Grinning, Rodney hurried his steps, scurrying like the last coffee beans in California were hoarded in that shop. Then he got around the corner and saw that John's motorcycle was gone.

There was nothing stopping him from going inside and buying himself a peppermint mocha. It would still be the same coffee, the same barista, but Rodney wasn't in the mood for it anymore.

The drive home was uneventful, as were Saturday and Sunday. He spent hours proof-reading theses, scribbling heavily in red pen and going so far as to correct their grammar. (The ignorance defied belief: he had grad students who didn't seem to understand that it's was a contraction.) The highlight of his day was feeding Angstrom, who would take a moment to purr and rub against his legs after eating.

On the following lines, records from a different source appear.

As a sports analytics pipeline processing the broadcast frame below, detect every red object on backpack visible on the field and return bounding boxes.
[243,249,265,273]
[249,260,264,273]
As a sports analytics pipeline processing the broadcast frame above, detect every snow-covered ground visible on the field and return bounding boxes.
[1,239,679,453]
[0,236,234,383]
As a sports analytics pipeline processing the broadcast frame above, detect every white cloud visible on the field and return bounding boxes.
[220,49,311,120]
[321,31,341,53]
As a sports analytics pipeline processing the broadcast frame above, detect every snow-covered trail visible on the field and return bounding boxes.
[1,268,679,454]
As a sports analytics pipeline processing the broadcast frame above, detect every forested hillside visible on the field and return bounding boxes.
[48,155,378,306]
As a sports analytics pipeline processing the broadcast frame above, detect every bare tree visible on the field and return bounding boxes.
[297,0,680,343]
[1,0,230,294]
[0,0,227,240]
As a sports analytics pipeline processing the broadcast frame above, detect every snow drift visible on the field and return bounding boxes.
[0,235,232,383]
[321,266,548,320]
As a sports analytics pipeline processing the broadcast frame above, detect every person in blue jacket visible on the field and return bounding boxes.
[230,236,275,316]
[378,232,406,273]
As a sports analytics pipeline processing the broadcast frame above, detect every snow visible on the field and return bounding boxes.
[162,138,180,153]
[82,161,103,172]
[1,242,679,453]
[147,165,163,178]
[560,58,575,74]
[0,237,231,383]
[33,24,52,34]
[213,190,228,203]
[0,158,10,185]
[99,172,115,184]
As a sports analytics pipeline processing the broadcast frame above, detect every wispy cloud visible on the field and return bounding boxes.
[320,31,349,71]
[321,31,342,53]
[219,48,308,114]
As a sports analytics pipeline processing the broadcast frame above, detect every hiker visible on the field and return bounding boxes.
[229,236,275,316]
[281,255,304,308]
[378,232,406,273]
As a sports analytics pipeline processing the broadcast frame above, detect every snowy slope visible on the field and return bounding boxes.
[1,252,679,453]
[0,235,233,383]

The lowest point was calling Christine and trying to apologize. He called four times. Each time, he got the machine and was left with a strong suspicion that Christine was standing there, listening to him verbally trip over himself. After the fourth call, where he berated her machine and called it a 'rude, insulting, lumbering waste of electricity and plastic' for beeping at him, Rodney decided to take the defensive, self-righteous position and wait for Christine to contact him.

She found him in the physics lab on Monday afternoon. Her hair was pixie-short and fire-red: she looked like a walking warning of explosive materials.